Tamar Ghosh, RSTMH Chief Executive, added:
We welcome Professor Abebaw Fekadu to RSTMH as our new Honorary Fellow, recognising his huge achievements in Global Health. We look forward to working with him in the months to come, and in sharing his knowledge with our members, Fellows and networks.”
On his appointment, Professor Abebaw said:
I am honoured to be invited to be an Honorary Fellow of the RSTMH. I accept the invitation without any hesitation. I hope I will be able to contribute in some small ways to what the Society is working towards, especially equity in access to care and effective medicines for people living with NTDs and in poverty.”
Professor Abebaw Fekadu is professor of psychiatry and global mental health. He leads the Centre for Innovative Drug Development and Therapeutic Trials for Africa (CDT-Africa), a regional medical discovery and development centre of excellence based at Addis Ababa University in Ethiopia.
He is co-director of the WHO Collaborating Centre for Mental Health Research and Capacity Building at the University. He is a member of the UK’s Royal College of Psychiatrists, and an elected Fellow of the Ethiopian Academy of Sciences. He received the Ethiopian Public Health Association’s Senior Public Health Research award, 'for outstanding contributions…in solving health problems of the country [Ethiopia] through research'.
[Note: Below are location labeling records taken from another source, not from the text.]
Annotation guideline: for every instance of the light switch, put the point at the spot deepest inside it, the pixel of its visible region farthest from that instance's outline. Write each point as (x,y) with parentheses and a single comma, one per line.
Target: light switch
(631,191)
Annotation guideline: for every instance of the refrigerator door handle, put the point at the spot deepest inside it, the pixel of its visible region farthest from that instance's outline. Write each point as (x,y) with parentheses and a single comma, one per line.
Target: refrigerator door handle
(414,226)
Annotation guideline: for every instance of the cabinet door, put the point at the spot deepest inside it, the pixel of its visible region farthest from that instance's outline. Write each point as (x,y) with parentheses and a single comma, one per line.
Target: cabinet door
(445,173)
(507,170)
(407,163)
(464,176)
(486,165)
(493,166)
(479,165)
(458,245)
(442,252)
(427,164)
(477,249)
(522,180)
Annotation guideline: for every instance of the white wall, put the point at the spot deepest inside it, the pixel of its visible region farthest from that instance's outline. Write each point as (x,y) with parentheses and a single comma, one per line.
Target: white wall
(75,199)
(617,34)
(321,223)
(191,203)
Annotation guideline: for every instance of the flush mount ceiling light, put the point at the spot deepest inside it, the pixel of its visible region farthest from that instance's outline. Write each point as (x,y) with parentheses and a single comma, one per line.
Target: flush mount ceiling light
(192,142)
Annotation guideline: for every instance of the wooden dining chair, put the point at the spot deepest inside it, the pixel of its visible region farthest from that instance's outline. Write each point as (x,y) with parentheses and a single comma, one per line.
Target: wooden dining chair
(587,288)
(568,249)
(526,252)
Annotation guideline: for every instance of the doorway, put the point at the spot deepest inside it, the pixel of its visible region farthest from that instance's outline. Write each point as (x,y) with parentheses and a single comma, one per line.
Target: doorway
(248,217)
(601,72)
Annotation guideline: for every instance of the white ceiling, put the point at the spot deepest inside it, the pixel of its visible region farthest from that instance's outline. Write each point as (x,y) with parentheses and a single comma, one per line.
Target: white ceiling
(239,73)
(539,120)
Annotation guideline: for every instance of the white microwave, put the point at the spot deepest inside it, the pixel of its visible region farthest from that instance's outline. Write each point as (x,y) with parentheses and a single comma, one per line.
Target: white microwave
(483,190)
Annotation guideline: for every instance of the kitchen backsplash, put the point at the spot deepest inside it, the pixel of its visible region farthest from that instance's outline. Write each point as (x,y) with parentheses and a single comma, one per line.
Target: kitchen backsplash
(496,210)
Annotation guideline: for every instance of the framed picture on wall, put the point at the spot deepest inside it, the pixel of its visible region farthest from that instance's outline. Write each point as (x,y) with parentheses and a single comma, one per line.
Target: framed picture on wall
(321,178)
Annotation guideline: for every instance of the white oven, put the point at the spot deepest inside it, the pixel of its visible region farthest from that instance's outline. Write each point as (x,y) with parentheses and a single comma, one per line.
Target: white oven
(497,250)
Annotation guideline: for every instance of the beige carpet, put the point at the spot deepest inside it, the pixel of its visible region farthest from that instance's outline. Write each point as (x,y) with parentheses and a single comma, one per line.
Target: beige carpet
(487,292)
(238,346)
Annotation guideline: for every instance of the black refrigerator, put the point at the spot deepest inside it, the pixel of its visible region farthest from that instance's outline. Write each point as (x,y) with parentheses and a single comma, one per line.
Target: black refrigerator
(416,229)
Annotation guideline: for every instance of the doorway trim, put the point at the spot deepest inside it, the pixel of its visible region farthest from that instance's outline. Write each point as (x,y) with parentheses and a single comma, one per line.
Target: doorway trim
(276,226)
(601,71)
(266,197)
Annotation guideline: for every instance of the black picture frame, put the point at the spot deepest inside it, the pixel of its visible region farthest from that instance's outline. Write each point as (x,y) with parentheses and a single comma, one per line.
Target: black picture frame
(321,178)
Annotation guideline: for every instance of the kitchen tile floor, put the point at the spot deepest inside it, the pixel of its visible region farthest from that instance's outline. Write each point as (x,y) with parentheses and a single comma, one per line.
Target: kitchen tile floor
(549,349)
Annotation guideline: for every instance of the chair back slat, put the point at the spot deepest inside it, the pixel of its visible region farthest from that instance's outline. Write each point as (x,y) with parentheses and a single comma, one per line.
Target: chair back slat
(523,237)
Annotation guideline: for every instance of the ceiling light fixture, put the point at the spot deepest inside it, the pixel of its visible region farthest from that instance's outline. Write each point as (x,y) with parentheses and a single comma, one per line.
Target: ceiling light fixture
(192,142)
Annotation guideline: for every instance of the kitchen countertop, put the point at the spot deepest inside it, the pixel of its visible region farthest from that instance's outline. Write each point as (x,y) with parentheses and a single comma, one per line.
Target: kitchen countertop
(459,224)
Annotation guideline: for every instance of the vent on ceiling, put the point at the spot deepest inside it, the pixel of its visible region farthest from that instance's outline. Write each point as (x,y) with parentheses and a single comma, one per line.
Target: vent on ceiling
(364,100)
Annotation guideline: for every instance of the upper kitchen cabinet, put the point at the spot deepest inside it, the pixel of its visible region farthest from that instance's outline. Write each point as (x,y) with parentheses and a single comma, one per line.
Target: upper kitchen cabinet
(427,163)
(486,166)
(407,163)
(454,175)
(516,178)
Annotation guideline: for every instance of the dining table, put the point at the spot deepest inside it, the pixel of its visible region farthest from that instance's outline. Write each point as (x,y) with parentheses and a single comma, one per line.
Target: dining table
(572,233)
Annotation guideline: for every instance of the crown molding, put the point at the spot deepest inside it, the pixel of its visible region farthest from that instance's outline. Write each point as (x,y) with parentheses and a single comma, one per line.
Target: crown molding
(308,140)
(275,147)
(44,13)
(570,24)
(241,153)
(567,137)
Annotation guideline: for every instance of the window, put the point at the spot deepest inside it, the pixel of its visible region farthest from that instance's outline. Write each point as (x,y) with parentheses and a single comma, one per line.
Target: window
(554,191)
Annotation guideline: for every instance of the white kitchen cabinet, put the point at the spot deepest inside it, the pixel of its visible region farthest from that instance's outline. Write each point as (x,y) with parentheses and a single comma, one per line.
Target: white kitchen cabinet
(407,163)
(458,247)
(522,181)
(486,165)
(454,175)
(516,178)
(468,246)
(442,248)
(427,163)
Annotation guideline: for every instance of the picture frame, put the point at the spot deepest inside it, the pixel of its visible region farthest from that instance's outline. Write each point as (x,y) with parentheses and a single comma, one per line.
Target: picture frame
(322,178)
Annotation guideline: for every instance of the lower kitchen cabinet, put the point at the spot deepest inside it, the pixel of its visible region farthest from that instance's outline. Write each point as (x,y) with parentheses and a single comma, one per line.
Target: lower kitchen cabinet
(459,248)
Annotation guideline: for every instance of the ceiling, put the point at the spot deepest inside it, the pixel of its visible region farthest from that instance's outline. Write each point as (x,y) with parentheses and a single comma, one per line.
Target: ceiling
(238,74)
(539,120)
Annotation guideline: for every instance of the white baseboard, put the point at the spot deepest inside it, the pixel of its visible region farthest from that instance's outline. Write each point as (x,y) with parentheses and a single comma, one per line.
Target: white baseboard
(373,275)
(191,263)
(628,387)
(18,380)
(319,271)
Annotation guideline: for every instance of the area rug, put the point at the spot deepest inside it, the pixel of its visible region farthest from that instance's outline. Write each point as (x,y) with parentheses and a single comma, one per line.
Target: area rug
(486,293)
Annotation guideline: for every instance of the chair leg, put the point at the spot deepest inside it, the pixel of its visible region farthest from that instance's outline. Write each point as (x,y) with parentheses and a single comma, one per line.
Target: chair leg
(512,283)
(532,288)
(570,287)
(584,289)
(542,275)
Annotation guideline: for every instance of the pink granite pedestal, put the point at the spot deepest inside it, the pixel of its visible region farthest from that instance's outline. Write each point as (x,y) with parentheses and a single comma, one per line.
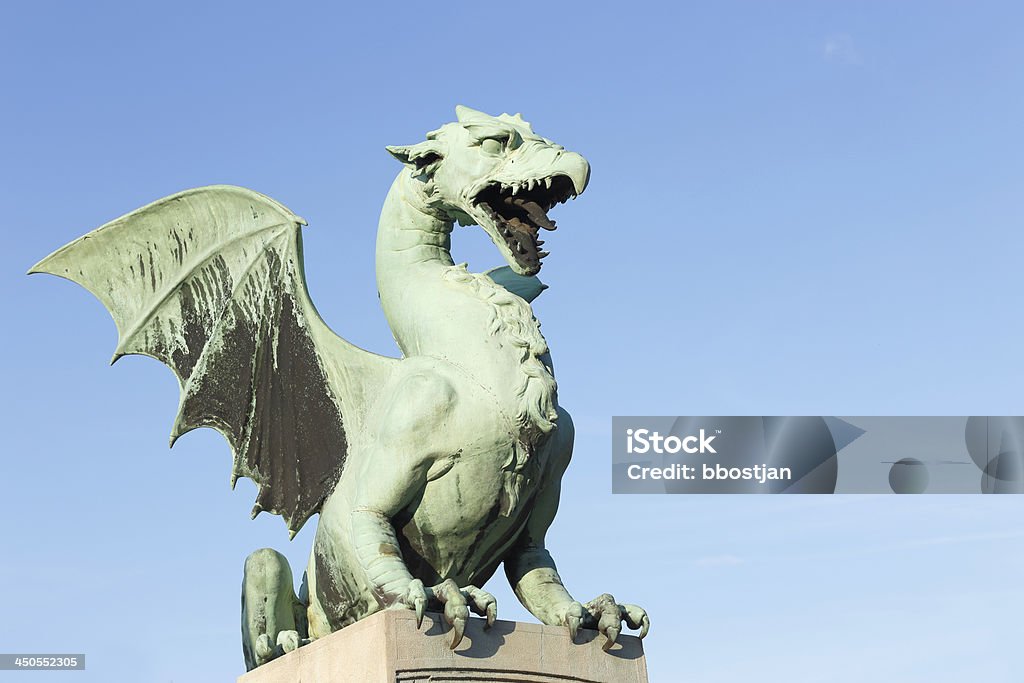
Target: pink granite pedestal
(388,648)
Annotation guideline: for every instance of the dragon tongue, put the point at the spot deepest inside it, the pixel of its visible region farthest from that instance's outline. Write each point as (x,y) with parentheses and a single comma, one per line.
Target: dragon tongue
(537,213)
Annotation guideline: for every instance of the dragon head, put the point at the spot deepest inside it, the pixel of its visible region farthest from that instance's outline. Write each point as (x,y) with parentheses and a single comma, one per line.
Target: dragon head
(497,173)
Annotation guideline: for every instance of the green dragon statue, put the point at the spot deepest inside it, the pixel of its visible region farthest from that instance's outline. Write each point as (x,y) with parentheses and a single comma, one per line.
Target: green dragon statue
(428,471)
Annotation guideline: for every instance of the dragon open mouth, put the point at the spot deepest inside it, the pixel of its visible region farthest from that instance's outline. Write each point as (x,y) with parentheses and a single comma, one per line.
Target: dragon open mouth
(519,211)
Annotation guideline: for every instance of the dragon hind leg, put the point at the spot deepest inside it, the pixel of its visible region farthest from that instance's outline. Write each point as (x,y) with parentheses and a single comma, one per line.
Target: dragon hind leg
(273,619)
Abebaw has also received 'the Outstanding Research Achievement Award' in recognition of “his distinguished research achievements” from the Addis Ababa University’s College of Health Sciences.
His research expertise relates to service innovations for chronic medical conditions and neglected tropical diseases. He is particularly interested in improving access to treatments for ‘diseases of poverty’ and in the broader global health equity agenda.